However, some people point out the epg.c in tvheadend can do more, and looking there, indeed subcategories exist. A bit of trial-and-error showed that the XMLtv file needs to have in each <category> tag only the subcategory or the category, not both. This way, both tvheadend and Kodi get along well with it. More precisely, the following categories/subcategories are in epg.c:

Movie / Drama
- Detective / Thriller
- Adventure / Western / War
- Science fiction / Fantasy / Horror
- Comedy
- Soap / Melodrama / Folkloric
- Romance
- Serious / Classical / Religious / Historical movie / Drama
- Adult movie / Drama
News / Current affairs
- News / Weather report
- News magazine
- Documentary
- Discussion / Interview / Debate
Show / Game show
- Game show / Quiz / Contest
- Variety show
- Talk show
Sports
- Special events (Olympic Games, World Cup, etc.)
- Sports magazines
- Football / Soccer
- Tennis / Squash
- Team sports (excluding football)
- Athletics
- Motor sport
- Water sport
- Winter sports
- Equestrian
- Martial sports
Children’s / Youth programs
- Pre-school children’s programs
- Entertainment programs for 6 to 14
- Entertainment programs for 10 to 16
- Informational / Educational / School programs
- Cartoons / Puppets
Music / Ballet / Dance
- Rock / Pop
- Serious music / Classical music
- Folk / Traditional music
- Jazz
- Musical / Opera
- Ballet
Arts / Culture (without music)
- Performing arts
- Fine arts
- Religion
- Popular culture / Traditional arts
- Literature
- Film / Cinema
- Experimental film / Video
- Broadcasting / Press
- New media
- Arts magazines / Culture magazines
- Fashion
Social / Political issues / Economics
- Magazines / Reports / Documentary
- Economics / Social advisory
- Remarkable people
Education / Science / Factual topics
- Nature / Animals / Environment
- Technology / Natural sciences
- Medicine / Physiology / Psychology
- Foreign countries / Expeditions
- Social / Spiritual sciences
- Further education
- Languages
Leisure hobbies
- Tourism / Travel
- Handicraft
- Motoring
- Fitness and health
- Cooking
- Advertisement / Shopping
- Gardening

The ARD pages do not deliver any content types at all, just keywords. However, the keywords can be mapped to the content types. For this, at the beginning of the code a textfile is read in which contains the category or subcategory to keyword assignmens – general format is:

Category or Subcategory:
Keyword
Another Keyword
Other Category or Subcategory:
Yet another Keyword
# Comment
More Keywords
…
Uncategorized:
Keyword intentionally not assigned to a category
And another keyword to be ignored
…

From these assignments the categories are derived. Blank lines are OK, comment lines starting with # are ignored. Indentations are not mandatory. The “category” Uncategorized contains all keywords you know, but do not want to have a category assigned to. I also included a category “Special characteristics”, which I have seen somewhere in a tutorial, but which does not seem to have any meaning in tvheadend.

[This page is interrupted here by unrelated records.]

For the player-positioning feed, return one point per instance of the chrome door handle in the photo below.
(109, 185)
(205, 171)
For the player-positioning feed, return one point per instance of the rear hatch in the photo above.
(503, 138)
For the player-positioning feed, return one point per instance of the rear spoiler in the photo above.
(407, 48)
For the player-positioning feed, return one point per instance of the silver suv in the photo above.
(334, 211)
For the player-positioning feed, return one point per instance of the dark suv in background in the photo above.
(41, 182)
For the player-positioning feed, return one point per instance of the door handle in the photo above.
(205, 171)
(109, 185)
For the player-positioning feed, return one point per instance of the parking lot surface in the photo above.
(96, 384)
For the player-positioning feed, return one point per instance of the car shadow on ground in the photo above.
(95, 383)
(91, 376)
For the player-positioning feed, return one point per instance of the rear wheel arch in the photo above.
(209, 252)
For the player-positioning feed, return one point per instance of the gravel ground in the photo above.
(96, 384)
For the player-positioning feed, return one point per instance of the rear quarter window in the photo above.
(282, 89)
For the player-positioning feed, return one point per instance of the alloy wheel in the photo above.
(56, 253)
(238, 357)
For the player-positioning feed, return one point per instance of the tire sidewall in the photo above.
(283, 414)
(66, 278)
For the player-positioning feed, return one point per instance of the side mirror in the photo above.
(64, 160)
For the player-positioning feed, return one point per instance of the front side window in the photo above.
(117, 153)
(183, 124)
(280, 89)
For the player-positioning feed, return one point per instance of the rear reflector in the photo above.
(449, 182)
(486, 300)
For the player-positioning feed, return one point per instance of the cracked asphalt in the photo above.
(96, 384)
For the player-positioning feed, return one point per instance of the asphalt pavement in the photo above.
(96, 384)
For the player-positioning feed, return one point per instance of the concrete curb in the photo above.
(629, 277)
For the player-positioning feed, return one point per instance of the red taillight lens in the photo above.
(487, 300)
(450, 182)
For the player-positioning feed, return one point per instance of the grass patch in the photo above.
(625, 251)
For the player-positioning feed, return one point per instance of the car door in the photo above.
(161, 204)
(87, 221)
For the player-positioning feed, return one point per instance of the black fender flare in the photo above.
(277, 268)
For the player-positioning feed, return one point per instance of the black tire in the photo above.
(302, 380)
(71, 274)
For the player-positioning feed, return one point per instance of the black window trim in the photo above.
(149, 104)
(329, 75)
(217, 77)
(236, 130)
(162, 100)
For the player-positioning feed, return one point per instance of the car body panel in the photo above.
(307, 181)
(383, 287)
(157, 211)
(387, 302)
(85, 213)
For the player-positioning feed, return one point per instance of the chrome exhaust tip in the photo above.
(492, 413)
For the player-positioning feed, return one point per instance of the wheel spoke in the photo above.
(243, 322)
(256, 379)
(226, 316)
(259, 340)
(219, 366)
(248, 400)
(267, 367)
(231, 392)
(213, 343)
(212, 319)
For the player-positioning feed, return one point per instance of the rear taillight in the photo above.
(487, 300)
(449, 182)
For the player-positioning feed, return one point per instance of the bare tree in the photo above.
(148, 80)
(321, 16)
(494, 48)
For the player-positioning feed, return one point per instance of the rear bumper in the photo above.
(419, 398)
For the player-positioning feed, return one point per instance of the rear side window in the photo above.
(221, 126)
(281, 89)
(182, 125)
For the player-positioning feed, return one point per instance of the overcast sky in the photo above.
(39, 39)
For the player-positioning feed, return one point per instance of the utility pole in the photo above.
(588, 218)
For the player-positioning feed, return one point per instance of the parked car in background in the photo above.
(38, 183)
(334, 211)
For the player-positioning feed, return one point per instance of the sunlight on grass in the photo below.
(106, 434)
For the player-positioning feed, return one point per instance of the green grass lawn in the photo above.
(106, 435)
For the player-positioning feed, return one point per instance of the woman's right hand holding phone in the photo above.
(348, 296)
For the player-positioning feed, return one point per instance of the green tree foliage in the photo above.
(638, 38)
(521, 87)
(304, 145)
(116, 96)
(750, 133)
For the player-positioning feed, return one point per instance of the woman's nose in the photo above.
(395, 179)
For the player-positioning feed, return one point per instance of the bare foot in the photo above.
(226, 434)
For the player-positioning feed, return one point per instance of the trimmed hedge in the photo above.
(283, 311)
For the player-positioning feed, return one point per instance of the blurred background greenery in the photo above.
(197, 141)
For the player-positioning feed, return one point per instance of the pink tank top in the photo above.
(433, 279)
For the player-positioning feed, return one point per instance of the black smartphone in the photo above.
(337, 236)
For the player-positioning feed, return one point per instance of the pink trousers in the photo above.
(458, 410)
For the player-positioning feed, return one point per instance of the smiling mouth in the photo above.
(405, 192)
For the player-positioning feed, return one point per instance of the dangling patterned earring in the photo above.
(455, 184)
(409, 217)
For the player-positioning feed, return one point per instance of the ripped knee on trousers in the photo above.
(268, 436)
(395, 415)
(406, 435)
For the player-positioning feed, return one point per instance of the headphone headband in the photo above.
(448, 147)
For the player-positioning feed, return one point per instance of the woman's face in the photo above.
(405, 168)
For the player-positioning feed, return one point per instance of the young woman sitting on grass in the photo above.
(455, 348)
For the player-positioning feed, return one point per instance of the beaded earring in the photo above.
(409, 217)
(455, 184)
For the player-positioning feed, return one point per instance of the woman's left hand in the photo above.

You may download my category assignments file.

Also, have a look on the unknown and yet uncategorized keywords output into a file by the script at the end: Some may be worth to add to the mappings. The file will be read in at the beginning of the script if it exists, so over time new keywords should accumulate there.

The categories that come via DVB-T2 are different – the ARD seems to have different ideas about how to categorize their shows. I decided not to follow their scheme – I find my mappings make more sense. However, I still use DVB-T2 EPG wherever available, because having correct schedules is more important than having nice categories – which I ignore most of the time anyhow.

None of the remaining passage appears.